Why Matt to make you stay with me out of obligation, I didn't want that. I wanted you to love me and obviously at that time you stopped.
I never stopped I just never quite under stood what you were doing and I was jealous. But now I realize what you were doing. After you left Vince hired some one else that was a very cold person. He was nothing like you, he just listened and gave just a verbal support not the physical support like you gave. The company has suffered.
So what you are basically telling me is you think that it would be good if I come back to the company and put Adam in the company's day care, and give up my job here.
Well not in so many words but yes I would love that. We could work on building our relationship back up and I could get back into my son's life. I would really like that a lot. I have even called Vince he said he would rehire you in a heart beat.
Matt if that's what you really want then I will do it. Will I get burned if I give up my apartment to stay with you on down time?
No I can guarantee it. I will never let you go again.
I will give my two weeks notice as of now. Tell Vince to give that other guy his two week notice. That Andria is coming back but don't tell any one.
Matt picked me up and gave me a big bear hug and a kiss I returned the kiss. We sat down to the lovely dinner that Matt had prepared for me. It had been the best meal that I had eaten in a long time. After dinner I asked Matt if he would be offended if I could just go to bed. He said not at all, I will go with you, and yes I know you in me on top. I told him no both of us in the bed. I got ready and Matt was waiting for me in bed I crawled in next to him and snuggled in close to him. He held me close and kissed me.
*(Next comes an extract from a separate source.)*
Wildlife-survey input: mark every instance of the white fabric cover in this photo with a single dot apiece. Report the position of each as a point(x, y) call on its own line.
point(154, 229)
I told him that I missed being held and that I missed him. He told me that he missed me too and he missed holding me also. We fell asleep in each others arms.
When I woke up it was ten in the morning, how did I sleep so late Adam normally had me up at like eight on the weekends. Matt was gone. I went into the kitchen only to find Adam and Matt sitting on the couch watching cartoons together. I said good morning and kissed Adam on the forehead. Matt asked where his kiss was. So I gave him a quick peck on the lips. He pulled me down on his lap and gave me a real kiss and said good morning beautiful. I looked at him and asked him what's for breakfast. Matt looked at me and said I don't know Adam and I had Lucky Charms. I just giggled. So I just grabbed some toast and juice.
Matt, why did you let me sleep so late? I normally would be up by eight at the latest.
I just heard Adam so I thought I would get up with him and let you sleep. You looked like you needed it.
I thank you so much for getting up and letting me sleep, I needed it. Matt I love you
Andria I love you too. By the way Vince wants you to call him so he can set up a time to meet with you today. I told him it would have to be here because of Adam.